Однако Хефтен засунул сверток со второй бомбой в свой портфель, а затем, покинув Штауффенберга, быстро вышел, чтобы позаботиться об автомашине. По пути в картографический барак Штауффенберг несколько раз отказывался от предложения своих спутников понести его портфель. Вместе с уже проявлявшим нетерпение Кейтелем Штауффенберг несколько позднее 12 часов 30 минут вошел в картографический барак. Перед тем как войти, он громко, так, чтобы его услышал Кейтель, крикнул фельдфебелю-телефонисту, что ожидает срочного звонка из Берлина. В момент появления Штауффенберга на совещании генерал Хойзингер как раз докладывал о положении на Восточном фронте. Кейтель на минуту прервал его, чтобы представить Штауффенберга Гитлеру, который приветствовал полковника рукопожатием. Затем Хойзингер продолжал свой доклад.
Помещение для оперативных совещаний находилось в конце барака и имело площадь примерно 5x10 м. Его почти полностью занимал огромный стол с картами, вокруг которого после прихода Штауффенберга и Кейтеля собралось 25 человек. Напротив двери было три окна — из-за жары их открыли настежь. Гитлер стоял у середины стола, лицом к окнам и спиной к двери. Стол представлял собой тяжелую дубовую плиту, положенную на две массивные деревянные подставки.

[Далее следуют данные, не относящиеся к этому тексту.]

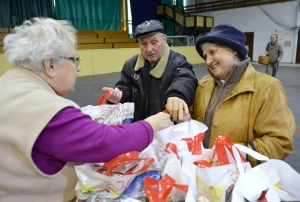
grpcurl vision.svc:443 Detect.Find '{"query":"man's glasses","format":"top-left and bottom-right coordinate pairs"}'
top-left (60, 56), bottom-right (81, 68)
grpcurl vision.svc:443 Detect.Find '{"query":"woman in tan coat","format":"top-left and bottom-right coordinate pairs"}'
top-left (191, 23), bottom-right (296, 166)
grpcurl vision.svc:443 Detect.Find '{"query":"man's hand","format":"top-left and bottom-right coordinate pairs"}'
top-left (176, 111), bottom-right (191, 123)
top-left (165, 97), bottom-right (189, 122)
top-left (102, 87), bottom-right (122, 104)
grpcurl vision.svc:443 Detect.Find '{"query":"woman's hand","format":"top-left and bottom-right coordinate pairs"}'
top-left (145, 112), bottom-right (173, 134)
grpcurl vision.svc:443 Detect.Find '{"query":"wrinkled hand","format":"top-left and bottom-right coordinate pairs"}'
top-left (145, 112), bottom-right (173, 134)
top-left (102, 87), bottom-right (122, 104)
top-left (165, 97), bottom-right (189, 122)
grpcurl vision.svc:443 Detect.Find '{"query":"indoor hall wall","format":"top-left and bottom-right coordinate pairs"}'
top-left (0, 46), bottom-right (203, 77)
top-left (197, 1), bottom-right (299, 63)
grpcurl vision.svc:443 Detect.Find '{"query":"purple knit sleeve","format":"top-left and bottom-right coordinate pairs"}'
top-left (32, 107), bottom-right (154, 175)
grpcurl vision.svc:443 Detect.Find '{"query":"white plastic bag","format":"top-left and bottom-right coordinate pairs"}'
top-left (232, 159), bottom-right (300, 202)
top-left (74, 151), bottom-right (154, 201)
top-left (140, 119), bottom-right (208, 202)
top-left (195, 137), bottom-right (255, 202)
top-left (154, 119), bottom-right (208, 159)
top-left (81, 102), bottom-right (134, 125)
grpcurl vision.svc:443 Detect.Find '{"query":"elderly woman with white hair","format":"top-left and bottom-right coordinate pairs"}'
top-left (0, 17), bottom-right (173, 201)
top-left (190, 23), bottom-right (296, 166)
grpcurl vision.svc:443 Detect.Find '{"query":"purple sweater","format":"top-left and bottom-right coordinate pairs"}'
top-left (32, 107), bottom-right (154, 175)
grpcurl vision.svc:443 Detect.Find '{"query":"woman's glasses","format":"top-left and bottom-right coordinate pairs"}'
top-left (60, 56), bottom-right (81, 68)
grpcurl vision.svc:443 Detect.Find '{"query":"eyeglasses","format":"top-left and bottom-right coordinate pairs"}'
top-left (60, 56), bottom-right (81, 68)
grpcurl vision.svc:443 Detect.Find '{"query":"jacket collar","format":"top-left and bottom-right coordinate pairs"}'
top-left (134, 43), bottom-right (170, 78)
top-left (229, 61), bottom-right (256, 96)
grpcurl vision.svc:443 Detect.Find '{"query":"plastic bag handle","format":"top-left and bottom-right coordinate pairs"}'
top-left (97, 91), bottom-right (110, 106)
top-left (173, 183), bottom-right (189, 193)
top-left (103, 158), bottom-right (154, 176)
top-left (163, 109), bottom-right (169, 114)
top-left (103, 151), bottom-right (154, 176)
top-left (215, 136), bottom-right (247, 166)
top-left (182, 132), bottom-right (205, 155)
top-left (145, 174), bottom-right (187, 202)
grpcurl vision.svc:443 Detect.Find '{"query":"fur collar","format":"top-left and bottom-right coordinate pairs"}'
top-left (134, 43), bottom-right (170, 78)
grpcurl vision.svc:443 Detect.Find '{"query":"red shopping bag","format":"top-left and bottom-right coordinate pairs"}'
top-left (145, 174), bottom-right (188, 202)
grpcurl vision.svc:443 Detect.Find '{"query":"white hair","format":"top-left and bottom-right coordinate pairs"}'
top-left (3, 17), bottom-right (77, 72)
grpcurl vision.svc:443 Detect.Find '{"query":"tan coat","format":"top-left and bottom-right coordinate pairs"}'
top-left (191, 63), bottom-right (296, 166)
top-left (0, 68), bottom-right (79, 201)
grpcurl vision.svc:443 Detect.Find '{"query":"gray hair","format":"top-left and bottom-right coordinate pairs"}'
top-left (271, 34), bottom-right (278, 40)
top-left (3, 17), bottom-right (77, 72)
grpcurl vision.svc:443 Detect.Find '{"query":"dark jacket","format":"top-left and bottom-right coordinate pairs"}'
top-left (115, 44), bottom-right (198, 121)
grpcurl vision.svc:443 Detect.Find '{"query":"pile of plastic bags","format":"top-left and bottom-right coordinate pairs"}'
top-left (76, 101), bottom-right (300, 202)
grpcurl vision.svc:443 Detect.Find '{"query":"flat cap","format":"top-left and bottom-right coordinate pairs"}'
top-left (134, 20), bottom-right (164, 38)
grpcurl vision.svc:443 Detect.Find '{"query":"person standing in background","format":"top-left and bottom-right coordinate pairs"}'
top-left (265, 34), bottom-right (284, 77)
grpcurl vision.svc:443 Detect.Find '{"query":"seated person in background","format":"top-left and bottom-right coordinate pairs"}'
top-left (190, 23), bottom-right (296, 166)
top-left (0, 17), bottom-right (173, 201)
top-left (102, 20), bottom-right (198, 122)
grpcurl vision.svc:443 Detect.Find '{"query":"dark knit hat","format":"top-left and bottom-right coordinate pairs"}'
top-left (134, 20), bottom-right (164, 38)
top-left (195, 23), bottom-right (248, 60)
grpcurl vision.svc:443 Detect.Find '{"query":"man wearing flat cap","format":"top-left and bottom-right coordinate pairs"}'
top-left (103, 20), bottom-right (198, 122)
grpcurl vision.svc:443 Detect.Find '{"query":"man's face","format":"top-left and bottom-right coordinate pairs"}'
top-left (138, 33), bottom-right (167, 66)
top-left (271, 35), bottom-right (277, 43)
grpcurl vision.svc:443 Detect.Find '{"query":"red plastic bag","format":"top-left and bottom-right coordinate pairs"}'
top-left (145, 174), bottom-right (188, 202)
top-left (97, 91), bottom-right (110, 105)
top-left (102, 151), bottom-right (154, 176)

Штауффенберг поставил портфель с бомбой у той подставки, которая находилась в непосредственной близости от Гитлера.
Вскоре вслед за тем он доложил Кейтелю, что ему необходимо переговорить по телефону, вышел из помещения и направился прямо к генералу Фельгибелю, где его уже ожидал с автомашиной Вернер фон Хефтен. «Ни один специалист не сомневался в том, что в помещении с толстыми или тонкими стенками предназначенная для этой цели взрывчатка… сделает свое дело до конца». Однако человек предполагает, а Бог располагает.
Тем временем Хойзингер продолжал доклад. Полковник Брандт, заместитель Хойзингера, желая подойти поближе к карте, задел ногой помешавший ему портфель Штауффенберга и переставил его по другую сторону подставки стола — подальше от Гитлера.
Поскольку Штауффенберг должен был докладывать сразу же после Хойзингера, но все еще не вернулся, Буле вышел из помещения, чтобы позвать его. Однако телефонист сказал ему, что полковник ушел. Пораженный Буле вернулся в помещение, В 12 часов 42 минуты — Хойзингер как раз произносил заключительные слова — бомба взорвалась.
Штауффенберг, Хефтен и Фельгибель увидели пламя взрыва и были твердо убеждены в том, что Гитлер убит. Взрыв был такой силы, словно в комнате разорвался 150-миллиметровый снаряд, заявил позже Штауффенберг в Берлине.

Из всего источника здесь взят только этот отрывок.